Not because the systems are malicious, but because we are uncomfortable admitting that the most important properties of a system are precisely the ones that cannot be computed.
But once the boundary is acknowledged, system design becomes clearer and more honest.
Large language models (LLMs) make this tendency toward magical thinking even more acute. They present as fluent, responsive, and authoritative, and it becomes easy to treat them like a kind of wand: ask a question, receive an answer, and assume the system itself carries understanding. But what sits behind that surface is not reasoning in the human sense, nor a structure that can be inspected or validated in any complete way. The internal state of these models lives in vast, high-dimensional parameter spaces that no one can meaningfully perceive or fully interpret. There is no tractable way to prove their outputs are correct across all contexts; at best, we can sample, test, and observe patterns of behaviour. And reliability is even further removed: there is no accountable actor standing behind each response, no clear anchor of intent, and no stable notion of when an answer “counts.” To treat such systems as inherently trustworthy is to substitute opacity for assurance. It is not that LLMs are useless. Far from it. But that relying on them without explicit anchors of accountability and validation turns their apparent authority into a risk.
What becomes visible, once the layers of abstraction are stripped away, is that systems are built on two fundamentally different kinds of foundations. One foundation is formal and internal: assumptions, rules, and logic that permit mechanical validation. The other is external and relational: actors, timekeepers, and institutions whose claims are accepted because they are recognized and relied upon. Confusing these two foundations is where many modern systems lose their clarity.
Correctness rests on axioms and rules. Reliability rests on anchors and recognition.

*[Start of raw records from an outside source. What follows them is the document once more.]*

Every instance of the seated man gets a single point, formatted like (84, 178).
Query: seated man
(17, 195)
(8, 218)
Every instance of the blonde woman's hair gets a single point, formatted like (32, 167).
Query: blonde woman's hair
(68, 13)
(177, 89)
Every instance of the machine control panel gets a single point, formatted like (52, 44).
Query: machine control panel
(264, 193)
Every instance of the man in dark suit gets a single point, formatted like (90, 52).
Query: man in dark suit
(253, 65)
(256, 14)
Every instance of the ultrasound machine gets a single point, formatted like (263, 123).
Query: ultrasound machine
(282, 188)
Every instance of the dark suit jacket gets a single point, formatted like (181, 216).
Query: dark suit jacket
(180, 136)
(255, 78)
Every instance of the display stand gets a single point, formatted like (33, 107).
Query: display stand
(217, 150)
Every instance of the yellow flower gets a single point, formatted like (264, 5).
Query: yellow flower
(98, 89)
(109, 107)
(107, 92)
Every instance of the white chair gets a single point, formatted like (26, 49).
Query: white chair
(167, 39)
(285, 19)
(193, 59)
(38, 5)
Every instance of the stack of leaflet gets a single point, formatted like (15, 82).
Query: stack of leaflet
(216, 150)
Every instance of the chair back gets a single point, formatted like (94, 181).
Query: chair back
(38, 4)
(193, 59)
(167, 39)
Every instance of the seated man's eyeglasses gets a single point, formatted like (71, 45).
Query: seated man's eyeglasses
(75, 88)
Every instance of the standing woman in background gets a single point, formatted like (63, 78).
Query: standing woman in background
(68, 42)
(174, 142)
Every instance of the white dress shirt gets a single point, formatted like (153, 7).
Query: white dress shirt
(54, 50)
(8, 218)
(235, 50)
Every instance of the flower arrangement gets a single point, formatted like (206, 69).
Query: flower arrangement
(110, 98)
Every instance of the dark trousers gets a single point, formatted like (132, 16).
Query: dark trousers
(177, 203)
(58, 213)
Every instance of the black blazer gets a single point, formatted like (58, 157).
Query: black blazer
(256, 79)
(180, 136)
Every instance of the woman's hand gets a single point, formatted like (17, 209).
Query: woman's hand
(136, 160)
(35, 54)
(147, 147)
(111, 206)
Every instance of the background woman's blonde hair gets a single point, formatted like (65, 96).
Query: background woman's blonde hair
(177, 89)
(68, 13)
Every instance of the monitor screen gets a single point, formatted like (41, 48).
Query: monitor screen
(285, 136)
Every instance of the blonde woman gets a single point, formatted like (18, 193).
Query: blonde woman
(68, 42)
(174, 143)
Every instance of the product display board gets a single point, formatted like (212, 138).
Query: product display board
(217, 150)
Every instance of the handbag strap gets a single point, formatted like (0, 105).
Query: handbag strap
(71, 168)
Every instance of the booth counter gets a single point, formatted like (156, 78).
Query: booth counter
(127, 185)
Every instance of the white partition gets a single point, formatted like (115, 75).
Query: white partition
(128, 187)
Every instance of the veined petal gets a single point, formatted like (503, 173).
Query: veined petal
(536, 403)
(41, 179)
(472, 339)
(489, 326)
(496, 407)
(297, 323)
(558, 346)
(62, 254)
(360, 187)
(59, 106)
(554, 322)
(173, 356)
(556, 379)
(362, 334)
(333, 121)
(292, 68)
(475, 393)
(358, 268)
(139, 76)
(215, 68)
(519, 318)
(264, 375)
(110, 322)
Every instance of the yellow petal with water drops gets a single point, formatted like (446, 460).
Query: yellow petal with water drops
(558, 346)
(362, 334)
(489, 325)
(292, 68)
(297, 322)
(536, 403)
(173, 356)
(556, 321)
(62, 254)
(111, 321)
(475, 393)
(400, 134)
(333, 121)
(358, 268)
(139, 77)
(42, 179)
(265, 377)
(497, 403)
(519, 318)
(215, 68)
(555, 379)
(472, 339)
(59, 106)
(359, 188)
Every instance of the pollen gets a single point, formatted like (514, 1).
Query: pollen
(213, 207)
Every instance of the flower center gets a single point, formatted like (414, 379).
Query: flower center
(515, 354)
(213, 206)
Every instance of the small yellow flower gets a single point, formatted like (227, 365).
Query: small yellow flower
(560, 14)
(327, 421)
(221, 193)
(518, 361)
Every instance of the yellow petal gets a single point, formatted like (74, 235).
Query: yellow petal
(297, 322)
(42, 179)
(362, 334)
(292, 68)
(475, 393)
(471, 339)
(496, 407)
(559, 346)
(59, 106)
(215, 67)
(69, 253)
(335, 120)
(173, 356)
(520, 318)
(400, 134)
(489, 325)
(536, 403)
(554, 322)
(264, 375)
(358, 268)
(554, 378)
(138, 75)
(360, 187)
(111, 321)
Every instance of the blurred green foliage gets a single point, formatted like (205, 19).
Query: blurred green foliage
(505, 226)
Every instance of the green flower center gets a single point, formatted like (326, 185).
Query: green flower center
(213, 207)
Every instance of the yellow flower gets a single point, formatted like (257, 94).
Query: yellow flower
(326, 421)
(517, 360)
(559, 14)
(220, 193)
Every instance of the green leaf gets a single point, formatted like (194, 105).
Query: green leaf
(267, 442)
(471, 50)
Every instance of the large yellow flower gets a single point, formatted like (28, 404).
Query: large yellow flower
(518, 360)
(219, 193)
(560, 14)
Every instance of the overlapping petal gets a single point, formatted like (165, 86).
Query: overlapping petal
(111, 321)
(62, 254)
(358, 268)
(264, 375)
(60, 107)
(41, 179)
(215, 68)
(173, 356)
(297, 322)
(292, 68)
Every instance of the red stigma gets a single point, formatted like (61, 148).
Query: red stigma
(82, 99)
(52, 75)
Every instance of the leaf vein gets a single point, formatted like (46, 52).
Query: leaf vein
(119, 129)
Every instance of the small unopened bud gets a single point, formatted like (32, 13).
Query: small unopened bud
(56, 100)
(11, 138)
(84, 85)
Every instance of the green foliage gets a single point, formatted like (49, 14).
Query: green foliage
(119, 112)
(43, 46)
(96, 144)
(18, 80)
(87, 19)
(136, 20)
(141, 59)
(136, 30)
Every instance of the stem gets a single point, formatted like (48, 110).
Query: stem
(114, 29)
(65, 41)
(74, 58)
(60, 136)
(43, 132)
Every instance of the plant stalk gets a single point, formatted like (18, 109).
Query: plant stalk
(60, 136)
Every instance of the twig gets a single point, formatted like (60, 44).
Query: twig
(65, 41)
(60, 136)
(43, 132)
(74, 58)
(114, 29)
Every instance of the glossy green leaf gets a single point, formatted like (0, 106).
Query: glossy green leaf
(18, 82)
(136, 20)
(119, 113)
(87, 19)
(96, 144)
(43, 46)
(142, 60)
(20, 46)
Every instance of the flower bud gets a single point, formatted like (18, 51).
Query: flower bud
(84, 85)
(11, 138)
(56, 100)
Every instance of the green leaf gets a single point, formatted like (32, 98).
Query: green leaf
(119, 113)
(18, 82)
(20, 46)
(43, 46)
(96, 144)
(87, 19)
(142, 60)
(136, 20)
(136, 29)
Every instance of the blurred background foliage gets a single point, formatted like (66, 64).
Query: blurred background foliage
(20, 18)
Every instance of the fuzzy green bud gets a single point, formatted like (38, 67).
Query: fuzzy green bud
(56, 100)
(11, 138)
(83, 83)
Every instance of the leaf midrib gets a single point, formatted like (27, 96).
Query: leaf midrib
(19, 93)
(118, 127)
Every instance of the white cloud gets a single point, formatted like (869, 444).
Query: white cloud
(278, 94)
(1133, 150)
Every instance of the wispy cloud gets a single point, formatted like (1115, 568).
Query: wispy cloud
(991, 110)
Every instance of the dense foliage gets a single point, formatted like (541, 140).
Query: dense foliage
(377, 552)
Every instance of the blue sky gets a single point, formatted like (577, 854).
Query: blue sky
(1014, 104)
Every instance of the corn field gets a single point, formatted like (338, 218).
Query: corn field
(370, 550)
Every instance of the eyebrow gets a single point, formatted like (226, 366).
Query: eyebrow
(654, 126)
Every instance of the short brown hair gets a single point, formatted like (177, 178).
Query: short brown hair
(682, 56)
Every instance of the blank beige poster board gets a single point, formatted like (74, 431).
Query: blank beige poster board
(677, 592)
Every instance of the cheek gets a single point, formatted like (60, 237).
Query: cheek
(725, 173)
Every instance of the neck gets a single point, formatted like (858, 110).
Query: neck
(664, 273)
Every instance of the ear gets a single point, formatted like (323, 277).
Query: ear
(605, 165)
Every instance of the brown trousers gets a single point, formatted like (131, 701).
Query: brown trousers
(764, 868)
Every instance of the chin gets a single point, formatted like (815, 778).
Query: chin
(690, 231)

The two are related, but they are not the same.
One belongs to logic.
The other belongs to responsibility.
Prove correctness. Anchor reliability.
Because in the end:
Correctness tells you something is valid. Reliability tells you it matters.
What this ultimately reveals is that the true boundaries of systems are not computational: they are relational. Logic reaches only as far as its axioms and rules permit. Beyond that boundary lie the anchors that systems depend upon but cannot generate for themselves: trusted actors, recognized timekeepers, intentionality, and the willingness of others to accept claims as meaningful. The mistake modern systems repeatedly make is attempting to erase this boundary, treating reliability as though it were simply another problem of computation. But enduring systems are not the ones that eliminate boundaries; they are the ones that recognize them clearly, expose them honestly, and build around them deliberately. Once you see the boundary, you stop asking systems to perform magic. You ask them instead to do what they are actually capable of: prove correctness cleanly, while making the sources of reliability visible and accountable.